The question I really have is about the future. Let's take a look at the totality of both teams schedules for a minute:
Here it gets a little tougher. I'm willing to call Oklahoma and Southern Cal a draw (since we don't know the margin yet) and give Oregon a second shot at Southern Cal (mostly likely) over Texas Tech. West Virginia and Oregon State are a close call -- the Beavers look very impressive right now, but they're only halfway through their schedule. So are Texas and Stanford. Arizona State is probably a better team that Oklahoma State, and the margin alone might give the Arizona game more cachet than the Iowa State game, though I think the Cyclones are the better team. Blowing out Miami is (probably) worth more than solidly defeating Fresno State.
All of that is to say that while you might be able to make the case that Oregon has the stronger schedule overall, it's not a slam dunk. (And it particularly wouldn't be a slam dunk if Kansas State had a championship game to play, but don't worry yourself about that; the Big 12 coaches are certain that a championship game makes it harder to win the BCS. That's much easier than blaming themselves for their inability to win a championship game when a berth to the national title game is on the line, you see.)

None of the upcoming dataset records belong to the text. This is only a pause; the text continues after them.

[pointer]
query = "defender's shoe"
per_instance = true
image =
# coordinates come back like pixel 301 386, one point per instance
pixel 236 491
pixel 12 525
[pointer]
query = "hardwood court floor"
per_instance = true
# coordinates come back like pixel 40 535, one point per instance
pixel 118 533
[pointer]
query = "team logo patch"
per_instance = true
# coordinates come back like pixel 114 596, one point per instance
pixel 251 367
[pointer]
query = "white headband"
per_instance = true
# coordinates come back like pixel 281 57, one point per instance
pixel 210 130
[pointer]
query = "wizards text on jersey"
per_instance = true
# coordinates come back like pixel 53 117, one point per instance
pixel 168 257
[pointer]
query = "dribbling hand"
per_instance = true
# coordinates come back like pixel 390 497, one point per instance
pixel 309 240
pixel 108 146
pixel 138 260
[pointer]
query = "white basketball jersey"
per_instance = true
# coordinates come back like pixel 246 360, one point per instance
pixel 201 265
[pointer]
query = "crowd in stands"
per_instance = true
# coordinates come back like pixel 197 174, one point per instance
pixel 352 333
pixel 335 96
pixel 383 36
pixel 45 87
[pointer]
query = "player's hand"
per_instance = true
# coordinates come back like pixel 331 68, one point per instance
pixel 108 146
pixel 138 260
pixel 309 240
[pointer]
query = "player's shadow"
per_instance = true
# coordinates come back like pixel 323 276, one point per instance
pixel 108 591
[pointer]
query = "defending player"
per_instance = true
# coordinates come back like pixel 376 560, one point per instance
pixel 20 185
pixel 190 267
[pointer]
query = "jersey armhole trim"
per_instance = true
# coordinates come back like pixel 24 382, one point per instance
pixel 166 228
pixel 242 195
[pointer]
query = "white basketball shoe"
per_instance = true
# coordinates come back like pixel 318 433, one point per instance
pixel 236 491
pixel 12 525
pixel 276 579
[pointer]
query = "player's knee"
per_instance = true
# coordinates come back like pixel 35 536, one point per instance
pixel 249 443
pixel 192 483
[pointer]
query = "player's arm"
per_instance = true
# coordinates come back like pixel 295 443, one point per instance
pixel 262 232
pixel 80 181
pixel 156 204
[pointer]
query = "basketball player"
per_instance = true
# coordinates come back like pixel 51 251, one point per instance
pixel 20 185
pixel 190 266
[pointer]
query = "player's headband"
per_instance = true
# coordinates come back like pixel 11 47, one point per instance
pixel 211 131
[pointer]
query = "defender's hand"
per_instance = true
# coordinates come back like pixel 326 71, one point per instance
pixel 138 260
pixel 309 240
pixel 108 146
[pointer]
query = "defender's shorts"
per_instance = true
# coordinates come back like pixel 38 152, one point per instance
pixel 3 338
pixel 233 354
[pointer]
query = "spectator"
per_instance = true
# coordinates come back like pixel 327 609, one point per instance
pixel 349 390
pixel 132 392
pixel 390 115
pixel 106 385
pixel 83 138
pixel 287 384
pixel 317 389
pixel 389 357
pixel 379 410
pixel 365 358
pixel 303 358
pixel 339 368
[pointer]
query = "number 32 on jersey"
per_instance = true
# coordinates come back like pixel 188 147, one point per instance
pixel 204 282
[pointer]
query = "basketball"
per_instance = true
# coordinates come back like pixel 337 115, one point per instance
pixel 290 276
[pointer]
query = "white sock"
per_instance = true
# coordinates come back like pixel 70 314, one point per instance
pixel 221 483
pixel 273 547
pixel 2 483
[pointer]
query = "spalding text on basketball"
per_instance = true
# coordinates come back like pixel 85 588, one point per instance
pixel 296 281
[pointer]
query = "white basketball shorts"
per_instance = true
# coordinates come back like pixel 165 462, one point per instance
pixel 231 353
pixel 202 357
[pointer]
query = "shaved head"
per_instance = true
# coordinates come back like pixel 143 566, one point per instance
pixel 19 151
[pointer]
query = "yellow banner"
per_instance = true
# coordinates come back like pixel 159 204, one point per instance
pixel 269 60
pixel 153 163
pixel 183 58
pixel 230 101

But that's different than what you hear from a lot of Oregon backers right now: Namely, that the Ducks have done everything that can reasonably be expected of them to this point and so should stay No. 2 until they lose. They might not go quite that far when they're saying it, but that's the logical extension of the "all they could be expected to do" argument.
That argument is flawed on a couple of levels. The first is that Kansas State has also done everything it could possibly be expected to do. Second, it assumes that because Oregon was ranked higher than Kansas State at the beginning of the season, it should remain there or at least be there at the end of the year if both teams win out.
And that's nonsense. It assumes that there is some intrinsic value to Oregon's preseason ranking, and there's not. If any team that had started below Kansas State had Oregon's resume right now, there would be absolutely no outcry over Kansas State being ranked ahead of that team. Teams do not earn their preseason ranking and are not entitled to it as long as they keep winning. And no team, no matter what it has done to earn an early season ranking, is entitled to squat on that ranking until the end of the season, just because it wins, regardless of against whom it wins.
You might say that Oregon can't control the vast majority of its schedule. But neither can Kansas State.
This argument is one of the reasons why I don't have a huge problem going to a four-team playoff. And it's also worth keeping in mind that these problems have historically worked themselves out in the end. But the people complaining about Oregon's lot in the BCS right now are a bit like candidates who whine because the polls show them behind. Fair or not, complaining about the numbers doesn't mean the numbers are wrong.